I'd like to bring out a point that the ever interesting Cooking Lager mentions. "....asking the question why cheap booze is considered the problem rather than the people causing the problem". I'd like to reiterate what I believe; it's about education. It is not the alcohol's fault, or the price that it is sold at or even, dare I say, the fact that there are not enough people drinking real ale.

It would be useful to understand how we get this education sorted. I'm sure that a documentary about town centres, when we already know that they are a problem, is not going to help. The party goers who are having their well earned release after a week at work are not going to be put off by such programs. But, I think the point that Roger Protz makes on his blog has some merit; that this sort of reporting is biased. The program is about happy hours and so inclusion of the GBBF, as Roger would have liked may not be relevant, but alcohol is rarely aired in a good light on T.V. or wider media and I feel that is not good, so in part I agree with Mr Protz.

In my time here in my own pub I feel that our own disorder problems have been largely stamped out. I suggested to a customer recently that really the problem of alcohol related disorder was on the wane throughout the country. I got disagreement and the response that his town centre was worse than ever. OK, a poll of one is perhaps not representative, but it does seem that many of the public are still concerned. Is it then the case that there is a hardcore of town centre places maintaining a hardcore of revellers and the rest of society are turning away from alcohol as a release from the troubles life brings us?

Have the problems I have had in the past with alcohol related disorder reduced significantly because I have worked to eliminate them? Is that why I now have some negative reports on web sites, because I don't tolerate inconsiderate behaviour? Is there still a problem out there in the wider world? Maybe there is a place for town centre revelling which keeps it from the nice pubs.

Climbing mountains, riding motorbikes, smoking, eating lots of fatty foods, drinking and doing stupid things when drunk all carry an element of risk. Telling a young man he shouldn't buy that fast car because he'll kill himself is unlikely to stop him buying a fast car. Banning happy hours is unlikely to help as revellers will drink at home first and hit the town already half cut resulting in further drops to the on-trade. Minimum pricing will increase the amount of booze cruises and boot leg trade damaging both the taxation system and the domestic licenced trade.

In summary, we all like a party. Everybody deserves to let their hair down, at least those lucky sods who have hair. Perhaps Roger Protz is right, the solution to alcohol related disorder isn't just to show it on the T.V. but also to show options for responsible alcohol consumption as well. What different people think is the best format for sensible alcohol consumption and even where the limits of respectability are will vary considerably. Kids will be kids, after all and stag nights are still going to happen.

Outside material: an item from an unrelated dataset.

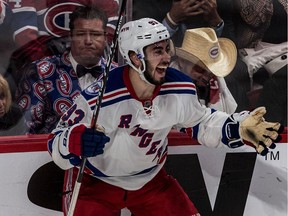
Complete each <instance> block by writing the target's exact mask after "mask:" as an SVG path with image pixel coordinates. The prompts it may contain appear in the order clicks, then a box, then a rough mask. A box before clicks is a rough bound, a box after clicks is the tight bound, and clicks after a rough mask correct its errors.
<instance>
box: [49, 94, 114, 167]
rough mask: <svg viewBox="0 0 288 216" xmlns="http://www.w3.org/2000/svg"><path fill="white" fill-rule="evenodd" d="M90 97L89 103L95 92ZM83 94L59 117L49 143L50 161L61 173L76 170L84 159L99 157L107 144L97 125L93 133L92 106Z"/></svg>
mask: <svg viewBox="0 0 288 216" xmlns="http://www.w3.org/2000/svg"><path fill="white" fill-rule="evenodd" d="M82 93H83V92H82ZM90 93H91V94H89V98H90V99H92V98H94V97H93V95H94V96H95V98H96V97H97V95H98V92H94V93H92V92H90ZM83 94H84V93H83ZM83 94H81V95H80V96H79V97H78V98H77V99H76V100H75V101H74V104H73V105H72V106H71V107H70V108H69V109H68V110H67V111H66V112H65V113H64V114H63V115H62V117H61V119H60V121H59V122H58V125H57V127H56V128H55V129H54V130H53V131H52V132H51V134H50V136H49V139H48V150H49V152H50V154H51V156H52V159H53V161H54V162H55V163H56V164H57V165H58V166H59V167H60V168H62V169H69V168H71V167H73V166H78V165H79V164H80V163H81V160H82V158H83V157H94V156H97V155H99V154H102V153H103V151H104V147H105V144H106V143H107V142H109V140H110V139H109V137H107V136H106V135H105V133H104V132H105V130H104V128H103V127H101V126H98V125H97V126H96V127H95V130H93V129H92V127H91V122H92V116H93V110H92V107H91V106H92V105H91V104H89V103H88V100H87V99H86V98H85V97H84V96H83ZM90 102H91V101H90Z"/></svg>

I also wanted to include a link to Jeff Pickthall's blog post where lego toys are animated drinking beer in a fairly loutish way spewing and falling over. It makes me laugh and is saved for the times I feel down. I've even shown it to my children, which is perhaps not sensible as I've probably corrupted them. I now worry that including the link might corrupt my readers. But it makes me think, perhaps we are becoming a little too touchy about the whole issue, alcohol is part of our culture, it's got some good points and some bad ones. Like your best friend, perhaps we should accept it worts and all.


Alistair Reece said...

Excellent article, though I wonder if you have a brewer for a spell checker - "worts and all"? What happened to warts I wonder! ;)

Seriously though, a good thoughtful and thought provoking read, can't ask for more!

Cooking Lager said...

Certainly a sad story and indicative of the genuine dangers on alcohol and its ability to impair our judgement and assess risk.

Ed said...

I thought the 'worts and all' was a play on words.